Thinking about the current Bulls felt discordant over the last few days, because it almost feels like they don't really belong at the moment, at least not to this level of play or such a strong and connective representation of Chicago.
Against this backdrop, the Bulls are a dad joke.
This party was Common emceeing the best ever free-agent pitch to a whole world watching, then an impossible assemblage of talent eventually really getting after it up and down an image of the skyline. It was about the dynamic cross-currents of music and sports and fashion from the moment fans began to arrive in town, a vibe that's just not shared by the local team.
Not that I'm the ideal arbiter of what NBA players find cool, exactly -- being a 50-year-old white guy -- but the league just showed us on multiple levels what it looks and sounds like and how personalities and histories create certain partnerships, relationships and loyalties. The Bulls need to do a better job selling what the NBA is selling, and that starts with the people creating the product.
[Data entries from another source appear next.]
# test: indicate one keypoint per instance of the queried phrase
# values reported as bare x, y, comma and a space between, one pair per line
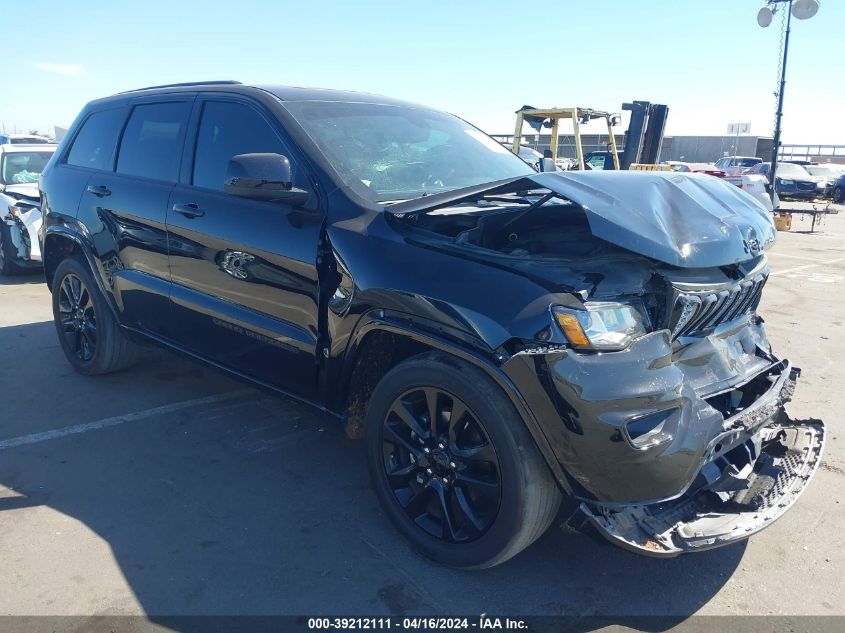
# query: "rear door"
244, 271
126, 210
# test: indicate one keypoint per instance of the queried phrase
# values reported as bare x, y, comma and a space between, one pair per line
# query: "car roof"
33, 147
281, 92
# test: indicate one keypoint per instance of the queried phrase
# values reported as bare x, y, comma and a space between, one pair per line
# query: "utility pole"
779, 113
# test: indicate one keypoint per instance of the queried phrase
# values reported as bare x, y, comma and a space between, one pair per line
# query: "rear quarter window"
94, 146
151, 146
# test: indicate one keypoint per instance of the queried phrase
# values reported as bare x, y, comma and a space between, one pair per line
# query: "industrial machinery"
643, 139
539, 118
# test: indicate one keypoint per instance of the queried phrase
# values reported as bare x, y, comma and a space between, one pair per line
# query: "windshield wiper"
491, 191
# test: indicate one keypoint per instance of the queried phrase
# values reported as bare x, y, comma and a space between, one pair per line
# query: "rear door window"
151, 146
94, 146
228, 129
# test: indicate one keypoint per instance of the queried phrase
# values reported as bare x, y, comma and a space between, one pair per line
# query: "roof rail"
186, 83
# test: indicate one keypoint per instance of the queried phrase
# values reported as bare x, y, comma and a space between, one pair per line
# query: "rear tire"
477, 490
91, 338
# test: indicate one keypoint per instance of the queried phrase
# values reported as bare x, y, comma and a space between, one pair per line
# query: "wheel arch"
61, 243
381, 341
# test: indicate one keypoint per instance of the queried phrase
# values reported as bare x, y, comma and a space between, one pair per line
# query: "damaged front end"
22, 220
652, 380
753, 472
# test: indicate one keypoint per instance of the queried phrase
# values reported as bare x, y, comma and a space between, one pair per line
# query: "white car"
756, 186
20, 209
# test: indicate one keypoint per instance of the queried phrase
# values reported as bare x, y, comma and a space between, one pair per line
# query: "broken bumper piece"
741, 492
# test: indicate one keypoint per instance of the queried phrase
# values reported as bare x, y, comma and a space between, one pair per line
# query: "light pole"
802, 10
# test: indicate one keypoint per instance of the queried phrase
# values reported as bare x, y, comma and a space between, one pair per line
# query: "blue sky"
709, 61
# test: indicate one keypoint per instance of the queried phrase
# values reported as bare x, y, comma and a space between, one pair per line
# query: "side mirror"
547, 164
262, 177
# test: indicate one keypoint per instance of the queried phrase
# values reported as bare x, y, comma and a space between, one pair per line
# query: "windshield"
18, 168
28, 140
791, 170
745, 162
389, 153
821, 170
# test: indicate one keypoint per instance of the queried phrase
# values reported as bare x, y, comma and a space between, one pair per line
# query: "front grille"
695, 312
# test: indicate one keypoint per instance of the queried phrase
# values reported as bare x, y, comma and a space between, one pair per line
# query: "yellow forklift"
643, 138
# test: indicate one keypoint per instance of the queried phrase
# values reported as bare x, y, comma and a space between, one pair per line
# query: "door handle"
101, 191
189, 210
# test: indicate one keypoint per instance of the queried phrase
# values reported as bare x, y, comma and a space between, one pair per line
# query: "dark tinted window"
226, 130
94, 145
152, 143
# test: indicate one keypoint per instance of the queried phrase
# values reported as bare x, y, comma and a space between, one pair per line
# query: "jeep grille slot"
695, 312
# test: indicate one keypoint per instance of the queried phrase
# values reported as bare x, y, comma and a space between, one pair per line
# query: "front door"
125, 210
244, 271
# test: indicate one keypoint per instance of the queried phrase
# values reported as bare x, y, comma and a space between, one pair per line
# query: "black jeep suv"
502, 338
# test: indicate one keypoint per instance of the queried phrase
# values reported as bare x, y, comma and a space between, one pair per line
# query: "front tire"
90, 337
454, 466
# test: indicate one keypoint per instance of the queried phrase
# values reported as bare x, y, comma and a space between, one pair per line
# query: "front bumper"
730, 461
760, 489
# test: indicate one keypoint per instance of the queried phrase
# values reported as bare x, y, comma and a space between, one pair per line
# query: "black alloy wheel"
453, 464
441, 465
90, 336
78, 318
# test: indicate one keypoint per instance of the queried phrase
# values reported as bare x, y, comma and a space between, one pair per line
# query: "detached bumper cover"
738, 494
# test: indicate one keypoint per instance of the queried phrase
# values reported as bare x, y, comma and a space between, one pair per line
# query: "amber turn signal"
572, 328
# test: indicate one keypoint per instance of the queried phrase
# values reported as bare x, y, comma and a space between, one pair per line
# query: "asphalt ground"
170, 489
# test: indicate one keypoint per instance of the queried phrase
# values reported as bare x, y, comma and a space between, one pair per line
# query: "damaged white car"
20, 208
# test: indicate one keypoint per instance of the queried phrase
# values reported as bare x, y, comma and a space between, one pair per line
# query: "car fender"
54, 232
408, 326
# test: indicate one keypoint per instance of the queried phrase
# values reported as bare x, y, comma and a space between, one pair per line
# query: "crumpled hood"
27, 190
686, 220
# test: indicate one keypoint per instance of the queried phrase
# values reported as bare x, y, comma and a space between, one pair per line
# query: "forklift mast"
644, 137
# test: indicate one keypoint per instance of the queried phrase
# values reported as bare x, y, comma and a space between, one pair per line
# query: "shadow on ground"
257, 506
36, 277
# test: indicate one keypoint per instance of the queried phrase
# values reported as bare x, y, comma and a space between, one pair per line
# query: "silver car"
20, 208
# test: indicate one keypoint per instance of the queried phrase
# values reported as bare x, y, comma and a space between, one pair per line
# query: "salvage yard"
170, 489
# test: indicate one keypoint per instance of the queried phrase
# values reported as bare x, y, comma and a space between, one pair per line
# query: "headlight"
601, 326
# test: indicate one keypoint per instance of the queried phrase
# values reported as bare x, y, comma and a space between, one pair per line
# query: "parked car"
697, 168
793, 181
20, 210
23, 139
400, 270
838, 192
824, 174
600, 160
735, 165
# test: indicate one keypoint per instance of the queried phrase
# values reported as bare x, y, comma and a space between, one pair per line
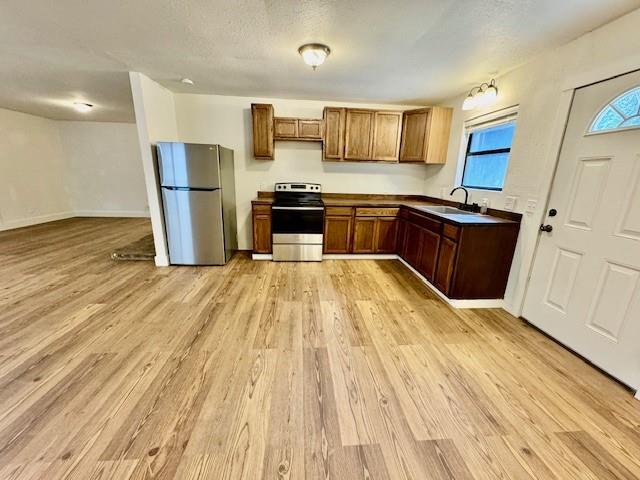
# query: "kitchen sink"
447, 210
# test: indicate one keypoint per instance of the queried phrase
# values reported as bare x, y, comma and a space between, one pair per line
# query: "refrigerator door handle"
192, 189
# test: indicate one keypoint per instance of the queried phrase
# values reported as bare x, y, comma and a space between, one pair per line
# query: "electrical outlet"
531, 205
510, 203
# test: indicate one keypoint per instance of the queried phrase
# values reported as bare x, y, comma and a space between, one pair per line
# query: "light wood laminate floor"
342, 370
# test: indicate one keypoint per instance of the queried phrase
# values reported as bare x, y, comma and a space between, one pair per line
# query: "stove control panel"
298, 187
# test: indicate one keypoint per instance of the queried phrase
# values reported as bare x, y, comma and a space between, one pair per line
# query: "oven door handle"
297, 208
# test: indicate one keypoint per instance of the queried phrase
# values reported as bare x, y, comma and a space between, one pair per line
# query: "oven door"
299, 224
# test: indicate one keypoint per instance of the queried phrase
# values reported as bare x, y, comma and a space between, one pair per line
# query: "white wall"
539, 87
227, 120
103, 169
56, 169
155, 121
32, 166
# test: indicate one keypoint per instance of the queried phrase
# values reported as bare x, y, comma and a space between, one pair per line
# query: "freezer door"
193, 220
188, 165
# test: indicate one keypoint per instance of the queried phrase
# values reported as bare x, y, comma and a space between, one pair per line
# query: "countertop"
409, 202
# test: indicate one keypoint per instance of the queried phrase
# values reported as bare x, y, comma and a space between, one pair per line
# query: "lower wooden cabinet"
337, 233
429, 249
364, 235
386, 235
261, 216
446, 263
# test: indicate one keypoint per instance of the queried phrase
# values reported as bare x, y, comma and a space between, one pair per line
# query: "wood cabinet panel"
285, 128
386, 136
310, 129
337, 234
364, 235
376, 212
334, 127
386, 234
429, 248
359, 134
446, 264
338, 211
262, 122
414, 135
412, 247
425, 135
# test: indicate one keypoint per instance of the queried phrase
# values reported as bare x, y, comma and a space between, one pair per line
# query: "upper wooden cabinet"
262, 119
334, 125
286, 128
386, 136
425, 135
372, 135
359, 134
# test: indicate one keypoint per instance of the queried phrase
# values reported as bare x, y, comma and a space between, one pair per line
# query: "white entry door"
585, 284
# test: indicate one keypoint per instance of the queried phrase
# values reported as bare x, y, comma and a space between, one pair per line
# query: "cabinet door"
412, 245
386, 136
262, 120
309, 129
402, 235
285, 128
446, 263
429, 246
358, 134
386, 234
334, 125
438, 134
414, 135
364, 235
261, 233
337, 234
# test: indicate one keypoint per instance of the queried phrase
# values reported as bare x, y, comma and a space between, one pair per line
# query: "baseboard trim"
161, 260
29, 222
461, 304
112, 213
360, 256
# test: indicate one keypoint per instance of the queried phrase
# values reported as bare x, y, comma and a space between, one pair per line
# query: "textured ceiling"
413, 51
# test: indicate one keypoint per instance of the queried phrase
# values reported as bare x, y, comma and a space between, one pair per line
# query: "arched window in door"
621, 113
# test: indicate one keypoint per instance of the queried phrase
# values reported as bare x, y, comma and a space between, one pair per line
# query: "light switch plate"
531, 205
510, 203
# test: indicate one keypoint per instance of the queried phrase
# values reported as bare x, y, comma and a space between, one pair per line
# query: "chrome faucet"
466, 193
466, 206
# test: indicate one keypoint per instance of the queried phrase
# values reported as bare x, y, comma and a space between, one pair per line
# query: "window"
487, 156
621, 113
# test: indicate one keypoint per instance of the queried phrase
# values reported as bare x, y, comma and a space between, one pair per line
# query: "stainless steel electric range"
297, 217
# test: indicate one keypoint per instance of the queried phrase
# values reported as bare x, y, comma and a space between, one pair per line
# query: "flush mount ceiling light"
481, 96
82, 107
314, 54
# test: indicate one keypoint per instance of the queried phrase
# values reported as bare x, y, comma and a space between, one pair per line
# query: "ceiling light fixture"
314, 54
82, 107
481, 96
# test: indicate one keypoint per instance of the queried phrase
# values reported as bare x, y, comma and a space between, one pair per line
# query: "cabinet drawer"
451, 231
339, 211
425, 222
262, 209
376, 212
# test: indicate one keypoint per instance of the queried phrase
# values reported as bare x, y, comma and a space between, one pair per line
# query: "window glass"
622, 112
487, 158
493, 138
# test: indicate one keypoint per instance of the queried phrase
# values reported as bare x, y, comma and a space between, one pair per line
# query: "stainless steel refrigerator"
199, 202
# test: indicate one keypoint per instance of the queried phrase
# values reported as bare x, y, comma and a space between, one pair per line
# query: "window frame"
494, 119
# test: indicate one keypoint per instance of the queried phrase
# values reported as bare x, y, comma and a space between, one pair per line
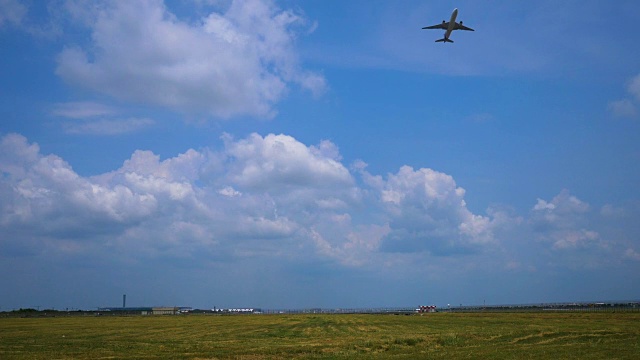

What's weird is that owner Jerry Reinsdorf's other team has already figured this out. The White Sox have leaned hard into a palpable evolution of baseball culture with their "Change the Game" marketing campaign, embracing the swagger and expressiveness asserting itself so refreshingly in baseball. They know the power of a bat flip, the inclusive sound of Spanish and how catchy a more urban design scheme can be to younger eyes.
It seems lost on the Bulls, despite their presence in a markedly more progressive game.
The entire design of All-Star weekend was a forward-facing celebration of a proud city too often ignored or misunderstood by many of us, the other of the "Two Chicagos" given its due by artists, native sons and daughters, former players and a former president. And it served as a reminder that there remains a real and powerful emotional interrelation between our community and basketball.
It would serve the Bulls well to find it again.